After Garcia was shot, police and paramedics performed chest compressions on him for about 10 minutes until he was taken away in an ambulance. He later died.

Johnny Aranda was seated at a table on the Sandy’s Beach Shack patio eating with friends when he heard a series of loud pops behind him.

“It didn’t sound loud enough at first to be gunfire,” said Aranda, 48. “But then I saw police, and then I thought, OK, that’s gunfire.”

When he saw the officers running, he got out of his seat and ran to a window; He said he watched as the man pointed a gun at officers, and as police shot him on the ground. People inside Sandy’s were screaming.

“It was surreal, I was like, ‘Is this really happening?’” Aranda said. “You always dread that you go somewhere and a shooting occurs.”

The shooting took place near the pathway leading to the outermost vendors of the event, steps away from an official U.S. Open of Surfing merchandise stand. The video of the man was partially blocked by pylons bearing the names of U.S. Open competitors from the past.

If it hadn’t been for the pandemic, the U.S. Open might have been a lot bigger, with thousands more spectators on Saturday.

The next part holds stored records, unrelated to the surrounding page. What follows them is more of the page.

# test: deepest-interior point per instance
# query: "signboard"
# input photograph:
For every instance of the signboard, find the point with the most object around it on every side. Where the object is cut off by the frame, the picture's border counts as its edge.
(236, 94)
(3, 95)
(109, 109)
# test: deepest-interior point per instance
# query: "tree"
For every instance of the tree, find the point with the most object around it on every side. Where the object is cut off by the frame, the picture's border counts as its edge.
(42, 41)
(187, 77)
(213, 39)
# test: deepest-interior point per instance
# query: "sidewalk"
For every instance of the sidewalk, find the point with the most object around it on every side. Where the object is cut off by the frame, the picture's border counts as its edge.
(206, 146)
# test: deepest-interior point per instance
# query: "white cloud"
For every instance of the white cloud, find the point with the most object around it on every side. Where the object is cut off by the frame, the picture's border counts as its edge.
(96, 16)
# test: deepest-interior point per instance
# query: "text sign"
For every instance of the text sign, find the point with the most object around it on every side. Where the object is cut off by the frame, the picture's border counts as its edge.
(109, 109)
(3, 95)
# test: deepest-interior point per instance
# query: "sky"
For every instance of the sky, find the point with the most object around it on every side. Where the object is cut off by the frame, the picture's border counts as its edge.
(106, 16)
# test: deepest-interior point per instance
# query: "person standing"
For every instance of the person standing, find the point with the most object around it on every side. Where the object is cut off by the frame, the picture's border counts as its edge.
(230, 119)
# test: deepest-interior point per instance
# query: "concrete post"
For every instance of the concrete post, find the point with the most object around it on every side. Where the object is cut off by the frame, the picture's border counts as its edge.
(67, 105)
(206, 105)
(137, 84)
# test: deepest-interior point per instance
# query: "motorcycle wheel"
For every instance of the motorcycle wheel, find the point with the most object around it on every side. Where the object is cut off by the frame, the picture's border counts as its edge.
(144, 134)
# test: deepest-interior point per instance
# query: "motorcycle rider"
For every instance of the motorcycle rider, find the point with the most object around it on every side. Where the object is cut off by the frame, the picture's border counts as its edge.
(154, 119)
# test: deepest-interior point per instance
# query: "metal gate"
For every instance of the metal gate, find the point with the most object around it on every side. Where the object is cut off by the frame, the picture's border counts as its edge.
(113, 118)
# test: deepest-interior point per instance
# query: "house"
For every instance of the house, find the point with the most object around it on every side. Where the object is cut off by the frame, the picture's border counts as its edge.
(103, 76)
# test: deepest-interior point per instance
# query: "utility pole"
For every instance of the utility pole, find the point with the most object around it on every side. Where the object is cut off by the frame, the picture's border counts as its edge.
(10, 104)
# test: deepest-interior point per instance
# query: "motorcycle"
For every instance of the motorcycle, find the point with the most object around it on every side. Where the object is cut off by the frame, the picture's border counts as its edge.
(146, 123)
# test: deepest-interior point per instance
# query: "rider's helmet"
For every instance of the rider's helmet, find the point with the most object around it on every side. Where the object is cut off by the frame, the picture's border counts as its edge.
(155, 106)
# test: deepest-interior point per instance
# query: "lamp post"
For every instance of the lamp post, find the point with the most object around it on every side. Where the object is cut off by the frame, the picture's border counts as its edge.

“This was a much more scaled-down version of the U.S. Open, almost unrecognizable,” said Jennifer Carey, a spokeswoman for Huntington Beach police.

The event still retained its famously laid-back vibe — anyone enjoying the beach or taking in the surfing competition can walk through the exhibition areas or view the action from the pier, free of charge.

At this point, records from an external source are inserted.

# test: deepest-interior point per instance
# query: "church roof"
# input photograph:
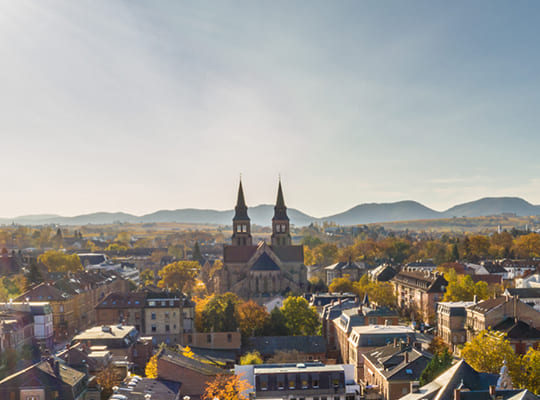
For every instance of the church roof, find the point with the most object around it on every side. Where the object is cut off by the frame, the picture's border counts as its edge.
(265, 263)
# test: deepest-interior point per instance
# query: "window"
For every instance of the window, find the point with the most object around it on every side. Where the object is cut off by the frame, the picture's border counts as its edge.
(281, 382)
(315, 381)
(264, 382)
(303, 379)
(292, 381)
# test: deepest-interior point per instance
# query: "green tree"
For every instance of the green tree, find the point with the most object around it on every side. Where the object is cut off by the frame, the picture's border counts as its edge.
(487, 351)
(301, 319)
(57, 261)
(439, 363)
(179, 275)
(147, 277)
(251, 318)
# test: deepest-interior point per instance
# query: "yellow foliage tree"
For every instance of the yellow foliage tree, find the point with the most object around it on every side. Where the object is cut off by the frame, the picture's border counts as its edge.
(151, 368)
(226, 387)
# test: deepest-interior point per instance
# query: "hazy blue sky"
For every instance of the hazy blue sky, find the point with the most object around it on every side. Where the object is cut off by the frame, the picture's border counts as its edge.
(137, 106)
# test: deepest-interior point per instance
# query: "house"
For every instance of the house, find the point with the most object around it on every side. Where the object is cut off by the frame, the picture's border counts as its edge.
(451, 318)
(350, 269)
(307, 348)
(419, 291)
(364, 338)
(49, 380)
(193, 374)
(137, 388)
(392, 368)
(302, 381)
(528, 295)
(489, 313)
(462, 382)
(122, 341)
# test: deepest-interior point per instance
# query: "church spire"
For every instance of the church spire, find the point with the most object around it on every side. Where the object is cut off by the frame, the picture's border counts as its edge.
(241, 208)
(280, 210)
(241, 223)
(280, 222)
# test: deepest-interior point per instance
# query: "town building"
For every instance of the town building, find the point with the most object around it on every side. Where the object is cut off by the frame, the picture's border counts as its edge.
(390, 370)
(263, 270)
(419, 291)
(300, 381)
(451, 318)
(49, 380)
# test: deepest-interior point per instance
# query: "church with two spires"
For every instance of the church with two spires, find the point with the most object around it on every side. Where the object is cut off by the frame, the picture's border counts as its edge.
(258, 271)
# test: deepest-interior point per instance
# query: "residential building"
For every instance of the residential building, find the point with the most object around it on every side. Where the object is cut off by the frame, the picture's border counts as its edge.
(419, 291)
(193, 374)
(49, 380)
(305, 348)
(390, 370)
(365, 338)
(300, 381)
(451, 318)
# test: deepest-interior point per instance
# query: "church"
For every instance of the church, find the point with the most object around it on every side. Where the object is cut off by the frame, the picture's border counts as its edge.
(258, 271)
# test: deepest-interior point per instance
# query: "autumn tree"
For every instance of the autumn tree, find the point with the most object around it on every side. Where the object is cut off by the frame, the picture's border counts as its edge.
(151, 367)
(251, 318)
(107, 379)
(301, 319)
(250, 358)
(487, 351)
(179, 275)
(58, 261)
(147, 277)
(226, 387)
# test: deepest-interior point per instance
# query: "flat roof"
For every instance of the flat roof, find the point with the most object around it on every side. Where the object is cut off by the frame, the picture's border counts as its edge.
(296, 369)
(112, 332)
(382, 329)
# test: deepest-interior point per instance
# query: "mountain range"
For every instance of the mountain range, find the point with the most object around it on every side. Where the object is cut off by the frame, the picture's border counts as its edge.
(262, 214)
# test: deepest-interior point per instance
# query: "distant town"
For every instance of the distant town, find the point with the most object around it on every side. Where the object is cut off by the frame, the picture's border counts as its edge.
(324, 311)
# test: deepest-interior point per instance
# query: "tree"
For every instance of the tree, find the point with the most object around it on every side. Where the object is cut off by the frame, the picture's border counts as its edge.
(107, 379)
(147, 277)
(251, 318)
(301, 319)
(57, 261)
(487, 351)
(151, 367)
(226, 387)
(437, 365)
(341, 285)
(219, 313)
(179, 275)
(253, 357)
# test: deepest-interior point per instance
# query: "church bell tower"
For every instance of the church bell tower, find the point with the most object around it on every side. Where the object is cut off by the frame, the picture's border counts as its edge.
(241, 222)
(281, 235)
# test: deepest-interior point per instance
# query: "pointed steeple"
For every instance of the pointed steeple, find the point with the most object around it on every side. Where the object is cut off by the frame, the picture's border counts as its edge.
(241, 208)
(280, 210)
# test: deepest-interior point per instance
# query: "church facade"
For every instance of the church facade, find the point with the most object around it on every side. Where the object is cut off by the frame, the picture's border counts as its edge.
(259, 271)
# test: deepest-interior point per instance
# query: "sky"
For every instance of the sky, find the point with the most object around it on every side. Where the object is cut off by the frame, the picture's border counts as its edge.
(137, 106)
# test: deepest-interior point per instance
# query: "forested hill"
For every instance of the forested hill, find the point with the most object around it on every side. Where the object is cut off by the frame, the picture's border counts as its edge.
(262, 214)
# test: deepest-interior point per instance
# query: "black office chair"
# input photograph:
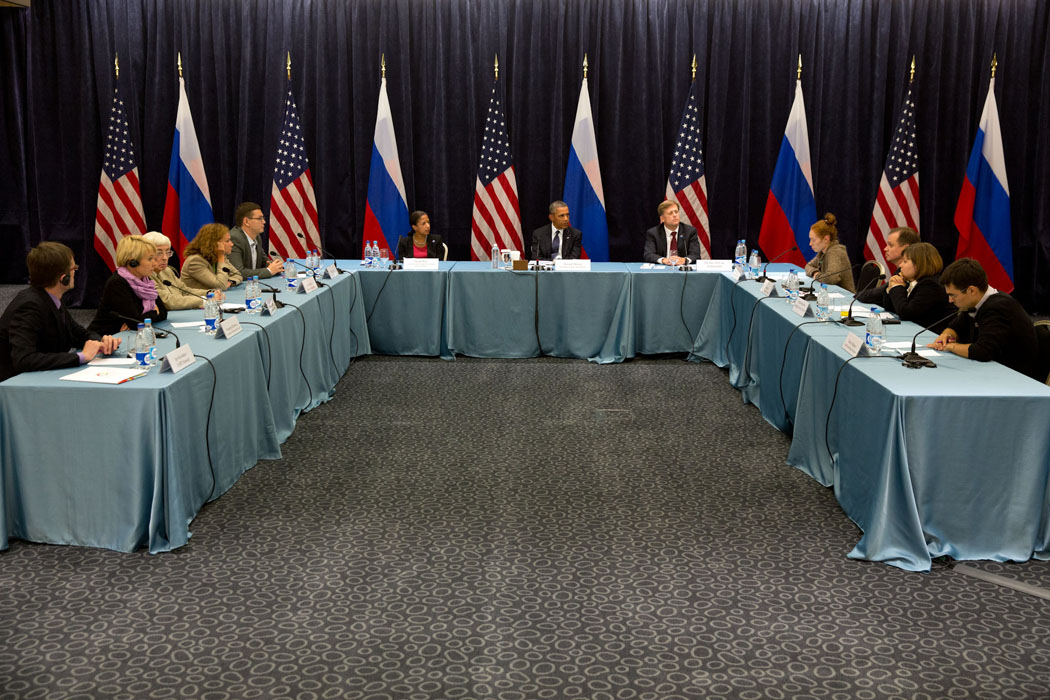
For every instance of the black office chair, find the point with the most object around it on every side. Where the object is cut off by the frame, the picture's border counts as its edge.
(1043, 355)
(868, 271)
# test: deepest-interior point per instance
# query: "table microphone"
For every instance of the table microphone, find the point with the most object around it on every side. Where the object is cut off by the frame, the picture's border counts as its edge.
(914, 359)
(849, 320)
(762, 277)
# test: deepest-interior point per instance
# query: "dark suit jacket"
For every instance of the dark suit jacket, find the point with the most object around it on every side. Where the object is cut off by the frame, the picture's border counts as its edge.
(689, 244)
(36, 335)
(927, 303)
(1002, 331)
(240, 256)
(118, 297)
(434, 248)
(571, 247)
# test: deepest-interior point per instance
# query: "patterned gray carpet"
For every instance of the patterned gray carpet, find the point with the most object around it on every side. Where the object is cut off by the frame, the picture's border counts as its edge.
(518, 530)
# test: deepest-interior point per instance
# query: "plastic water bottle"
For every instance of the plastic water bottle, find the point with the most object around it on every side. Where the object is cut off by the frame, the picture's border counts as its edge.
(875, 335)
(150, 340)
(823, 303)
(253, 301)
(210, 314)
(291, 279)
(791, 285)
(142, 347)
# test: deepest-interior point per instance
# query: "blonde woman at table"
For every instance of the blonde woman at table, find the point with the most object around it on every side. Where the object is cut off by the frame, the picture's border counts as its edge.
(915, 293)
(207, 262)
(129, 293)
(832, 263)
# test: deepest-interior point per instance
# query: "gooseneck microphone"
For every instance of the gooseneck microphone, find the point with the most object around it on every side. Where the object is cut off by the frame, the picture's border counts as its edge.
(849, 320)
(763, 277)
(914, 359)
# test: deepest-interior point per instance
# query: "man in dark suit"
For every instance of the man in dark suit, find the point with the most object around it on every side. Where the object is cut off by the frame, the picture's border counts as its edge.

Regardless, Carey said Huntington Beach maintained the same amount of security for the event as years past.

“We increase staffing at the pier for any major influx of visitors,” Carey said. “Hopefully something like this never happens again.”

The city announced Sunday it is offering emotional support services to anyone who witnessed the shooting or was in the vicinity. Those wanting to learn more should contact Tony Delgado at Be Well OC at 949-749-2301, the Huntington Beach Police Department announced on its Facebook page. Huntington Beach residents also can call or text the free and confidential O.C. WarmLine at 714-991-6412, 24 hours a day, 7 days a week, the announcement said. The line is run by the National Alliance on Mental Illness.

Additionally, the city plans to host a community meeting on an as-yet undetermined date.